Due to complaints filed by PEER, the payments ended
last year and KWAPA ceased operations on March 31, 2016. However,
Reclamation rejects the IG findings. So, the IG is kicking this
intra-agency dispute upstairs in Interior to “the Assistant
Secretary for Policy, Management and Budget for resolution.”
“Basically, the Bureau of Reclamation became an
illicit ATM for favored special interests,” stated PEER Senior Counsel
Paula Dinerstein, noting that these illegal payments would be continuing
if Reclamation employees had not blown the whistle.

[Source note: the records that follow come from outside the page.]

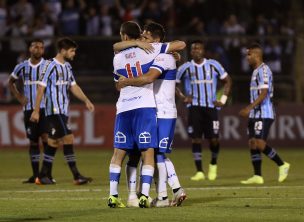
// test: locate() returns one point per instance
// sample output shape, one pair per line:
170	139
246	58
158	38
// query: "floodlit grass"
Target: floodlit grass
222	200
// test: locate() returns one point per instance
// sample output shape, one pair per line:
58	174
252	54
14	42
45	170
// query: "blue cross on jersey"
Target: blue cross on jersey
133	62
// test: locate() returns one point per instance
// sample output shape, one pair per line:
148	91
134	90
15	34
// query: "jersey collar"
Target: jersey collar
34	66
199	65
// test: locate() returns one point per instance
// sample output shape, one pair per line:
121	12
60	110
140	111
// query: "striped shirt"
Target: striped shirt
57	78
200	81
29	75
262	79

“To add injury to insult, these improper subsidies were used to
aggravate environmental damage by draining shrinking groundwater
supplies to benefit irrigators.”
The whistleblower complaint from two Bureau
biologists filed through PEER induced the U.S. Office of Special Counsel
to order the Secretary of Interior to address the illegal diversion of
funds and how her agency would remedy identified
violations. That answer to the Special Counsel was due back in August
of 2015 but Reclamation, on the Secretary’s behalf, has obtained
extensions totaling 15 months.
“Reclamation is circling its wagons to defend the
potentially criminal conduct by its own managers,” added Dinerstein,
pointing to the Anti-Deficiency Act, which forbids expenditures not
authorized by any appropriation and is enforced by
criminal fines and/or imprisonment for up to two years. “We will keep
pressing for some accountability to taxpayers from Reclamation’s
multi-year, multi-million dollar illegal money-laundering operation.”